Based on above metrics, we can conclude that the model is performing pretty well in sample.
#Cross-validation with Prophet
df.cv <- cross_validation(model, initial = 730, period = 300, horizon = 300, units = 'days')
head(df.cv)
## y ds yhat yhat_lower yhat_upper cutoff
## 1 82.40 2009-04-28 88.63560 83.90079 93.79087 2009-04-27
## 2 79.79 2009-04-29 89.33093 83.91845 94.59263 2009-04-27
## 3 80.52 2009-04-30 90.20225 85.26709 95.27904 2009-04-27
## 4 78.96 2009-05-01 90.80308 86.14640 95.72392 2009-04-27
## 5 79.77 2009-05-04 92.14277 87.36572 97.13775 2009-04-27
## 6 81.90 2009-05-05 92.91316 87.38120 97.95071 2009-04-27
The model has fit data for 13 forecasts with an initial training period of 730 days,period of 300 days and horizon of 300 days.
unique(df.cv$cutoff)
## [1] "2009-04-27 GMT" "2010-02-21 GMT" "2010-12-18 GMT" "2011-10-14 GMT"
## [5] "2012-08-09 GMT" "2013-06-05 GMT" "2014-04-01 GMT" "2015-01-26 GMT"
## [9] "2015-11-22 GMT" "2016-09-17 GMT" "2017-07-14 GMT" "2018-05-10 GMT"
## [13] "2019-03-06 GMT"
#cross-validation Actual vs Predicted
df.cv %>%
ggplot()+
geom_point(aes(ds,y)) +
geom_point(aes(ds,yhat,color=factor(cutoff)))+
theme_bw()+
xlab("Date")+
ylab("Amazon Closing Price")+
scale_color_discrete(name = 'Cutoff')
#Cross Validation RMSE metric plot
plot_cross_validation_metric(df.cv, metric = 'rmse')
The RMSE of model increases with Horizon. This seems reasonable because the model predicts the “near future” better than the farther away future.
ARIMA Model for RMSE comparison
To check out of sample performance of ARIMA model, we will fit ARIMA(1,1,1) to the training data.
arima_var_transform = AMZN_Train %>%
mutate(closingPrice_box = BoxCox(AMZN.Close,lambda='auto'))
# Save Lambda from Box Cox to Use Later
best_lambda2 = attr(BoxCox(AMZN_Train$AMZN.Close,lambda='auto'),'lambda')
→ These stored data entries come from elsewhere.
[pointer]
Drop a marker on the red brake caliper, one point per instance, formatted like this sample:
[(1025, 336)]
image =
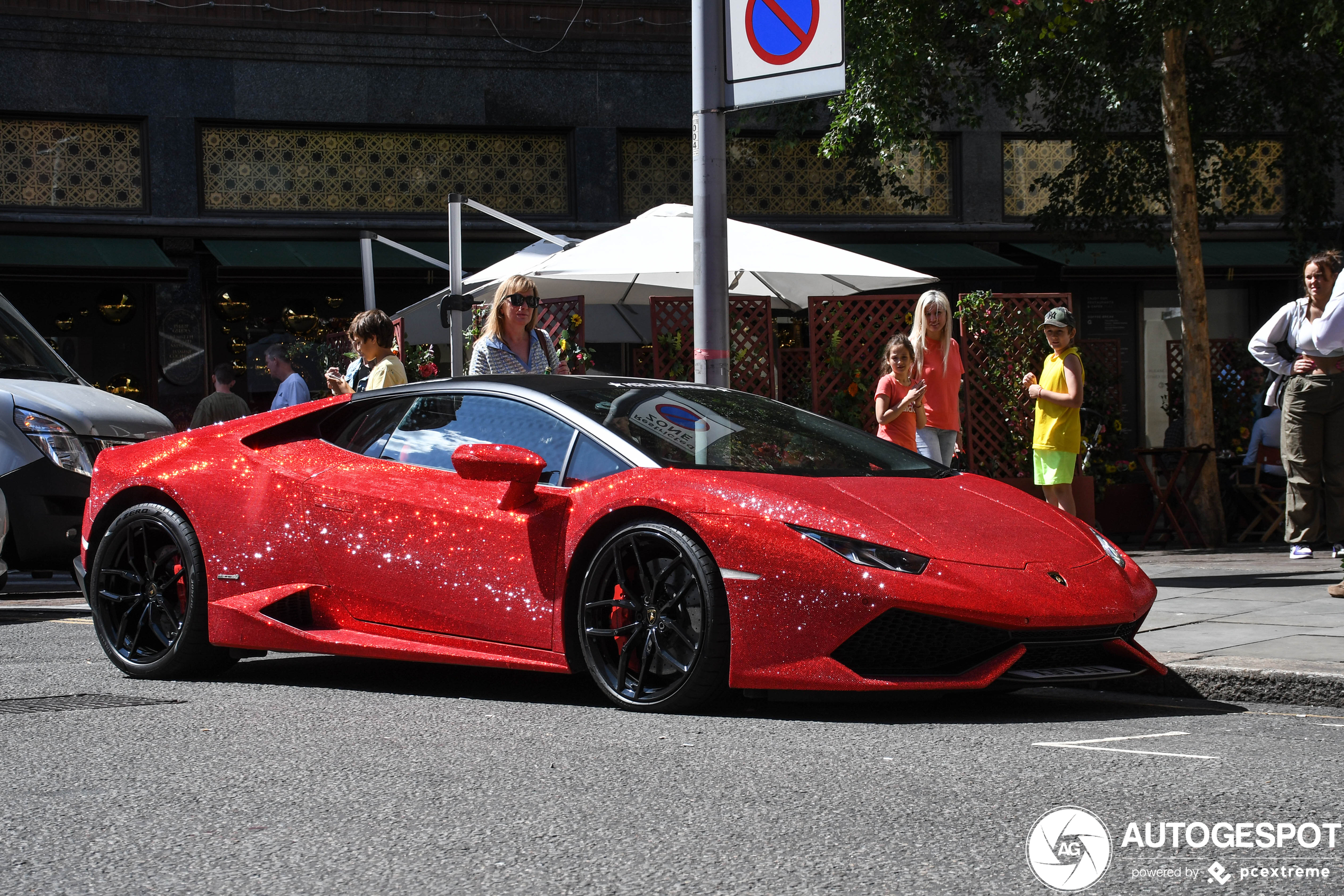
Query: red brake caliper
[(182, 591), (620, 617)]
mod3_auto = arima(arima_var_transform$closingPrice_box,order=c(1,1,1))
checkresiduals(mod3_auto)
##
## Ljung-Box test
##
## data: Residuals from ARIMA(1,1,1)
## Q* = 9.1219, df = 8, p-value = 0.3321
##
## Model df: 2. Total lags used: 10
Box.test(mod3_auto$residuals,type = 'Ljung-Box',lag=5)
##
## Box-Ljung test
##
## data: mod3_auto$residuals
## X-squared = 7.9862, df = 5, p-value = 0.157
Since the p value is greater than 0.05, the residuals are independently distributed.
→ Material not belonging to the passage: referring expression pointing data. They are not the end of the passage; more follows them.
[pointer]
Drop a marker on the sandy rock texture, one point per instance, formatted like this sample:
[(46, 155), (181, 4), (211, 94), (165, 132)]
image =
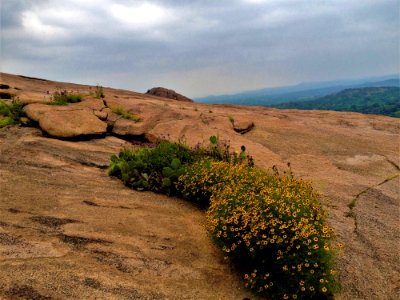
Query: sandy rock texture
[(64, 222)]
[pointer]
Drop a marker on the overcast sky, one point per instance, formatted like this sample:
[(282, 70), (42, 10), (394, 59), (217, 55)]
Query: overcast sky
[(199, 47)]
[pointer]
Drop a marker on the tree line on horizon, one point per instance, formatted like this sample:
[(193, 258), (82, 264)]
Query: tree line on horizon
[(369, 100)]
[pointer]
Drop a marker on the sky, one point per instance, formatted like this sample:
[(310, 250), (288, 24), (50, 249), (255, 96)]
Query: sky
[(199, 47)]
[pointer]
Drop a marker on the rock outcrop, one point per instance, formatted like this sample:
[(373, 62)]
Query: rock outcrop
[(70, 121), (243, 126), (166, 93)]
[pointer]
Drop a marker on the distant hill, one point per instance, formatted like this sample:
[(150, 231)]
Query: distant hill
[(300, 92), (370, 100)]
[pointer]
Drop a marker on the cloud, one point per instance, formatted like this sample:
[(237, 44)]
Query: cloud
[(199, 47)]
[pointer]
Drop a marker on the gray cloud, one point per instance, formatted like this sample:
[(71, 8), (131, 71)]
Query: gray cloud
[(199, 47)]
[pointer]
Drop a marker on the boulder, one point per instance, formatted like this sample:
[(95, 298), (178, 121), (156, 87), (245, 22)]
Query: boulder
[(166, 93), (243, 127), (127, 127), (35, 111)]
# Get Predictions for 1019 steps ahead
prediction = predict(mod3_auto,n.ahead=1019)
Calculating Out of Sample RMSE for ARIMA:
test_pred = predict(mod3_auto, n.ahead= 1019)
test_pred_ar = test_pred$pred
error_ar = AMZN_Test$AMZN.Close - test_pred_ar
out_rmse_ar=sqrt(mean(error_ar^2,na.rm=T))
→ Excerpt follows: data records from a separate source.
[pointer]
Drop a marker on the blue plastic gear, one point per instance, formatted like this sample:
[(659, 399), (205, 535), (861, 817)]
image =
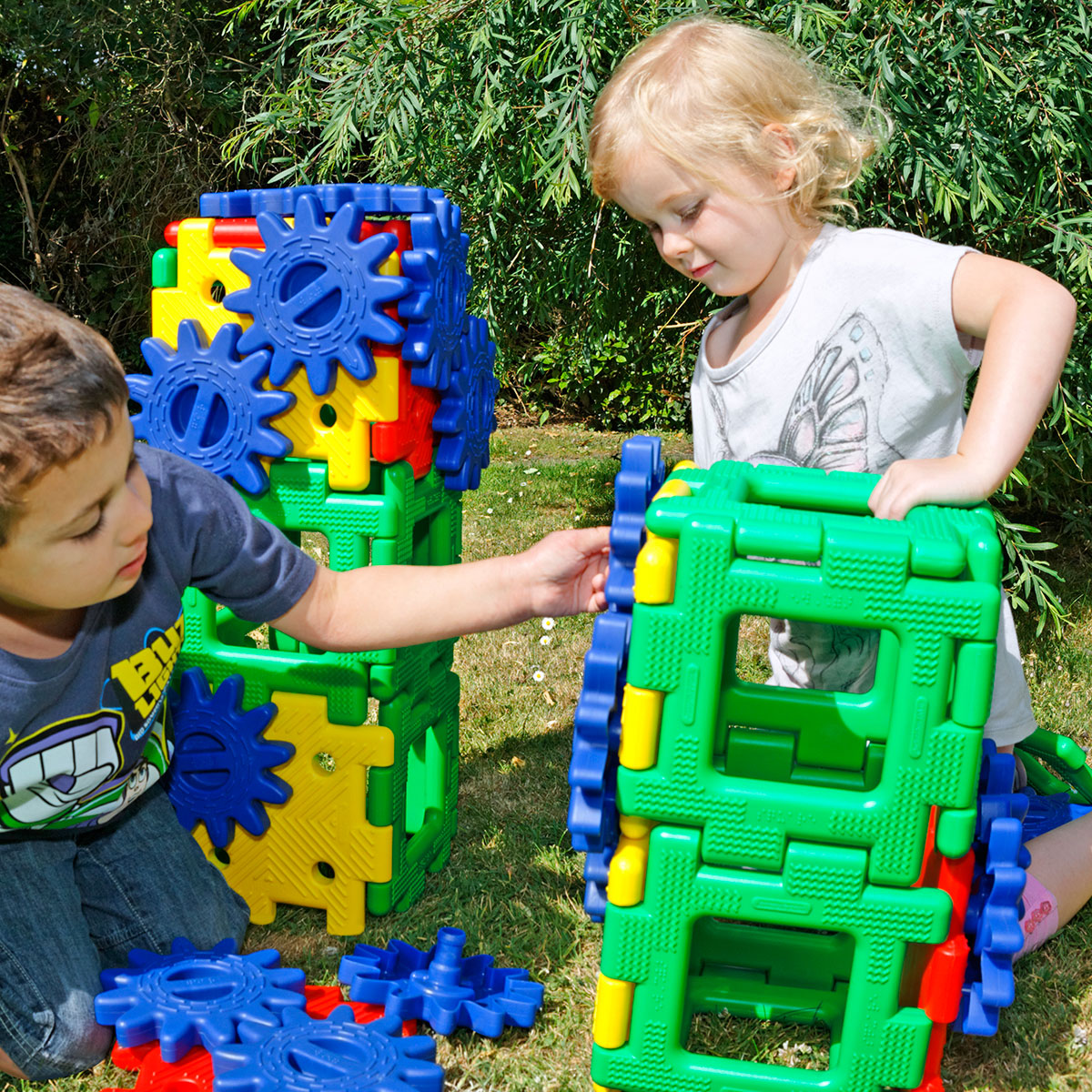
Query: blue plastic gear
[(465, 418), (593, 770), (440, 986), (436, 316), (317, 295), (642, 475), (195, 996), (376, 197), (331, 1055), (206, 403), (219, 774), (995, 905)]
out_mae_ar = mean(abs(error_ar))
out_mape_ar = mean(abs((error_ar)/AMZN_Test$AMZN.Close))
out_rmse_ar
## [1] 2454.235
out_mae_ar
## [1] 2334.464
out_mape_ar
## [1] 0.9812361
Out-of-sample RMSE for best ARIMA model is 2454.235 Out-of-sample MAE for best ARIMA model is 2334.464 Out-of-sample MAPE for best ARIMA model is 0.9812361
Prophet Model for RMSE comparison
library(prophet)
Prophet_best_model = prophet(train)
future = make_future_dataframe(Prophet_best_model,periods = 300)
forecast = predict(Prophet_best_model,future)
forecast_metric_data = forecast %>%
as_tibble() %>%
mutate(ds = as.Date(ds)) %>%
filter(ds>=ymd("2018-01-01"))
out_rmse_pr = sqrt(mean((test$y - forecast_metric_data$yhat)^2))
out_mae_pr = mean(abs(test$y - forecast_metric_data$yhat))
out_mape_pr = mean(abs((test$y - forecast_metric_data$yhat)/test$y))
out_rmse_pr
## [1] 1184.803
out_mae_pr
## [1] 1075.054
out_mape_pr
## [1] 0.3525634
Out-of-sample RMSE for best Prophet model is 1184.803 Out-of-sample MAE for best Prophet model is 1075.054 Out-of-sample MAPE for best Prophet model is 0.3525634
Out of Sample RMSE comparison between best models built on ARIMA and Prophet
tibble(
`best_ARIMA` = round(out_rmse_ar,2),
`best_Prophet` = round(out_rmse_pr,2)
)
## # A tibble: 1 x 2
## best_ARIMA best_Prophet
## <dbl> <dbl>
## 1 2454. 1185.
The RMSE value of Prophet is lower than that of ARIMA model and hence, we pick Prophet model as our best pick for prediction of stock price data of Amazon.
ARIMA model is extremely useful to know the data generating process of time series data, however Prophet model usually performs better out-of-sample prediction. Therefore, comparing the model gives us overall picture of which model performs better for this particular time series data.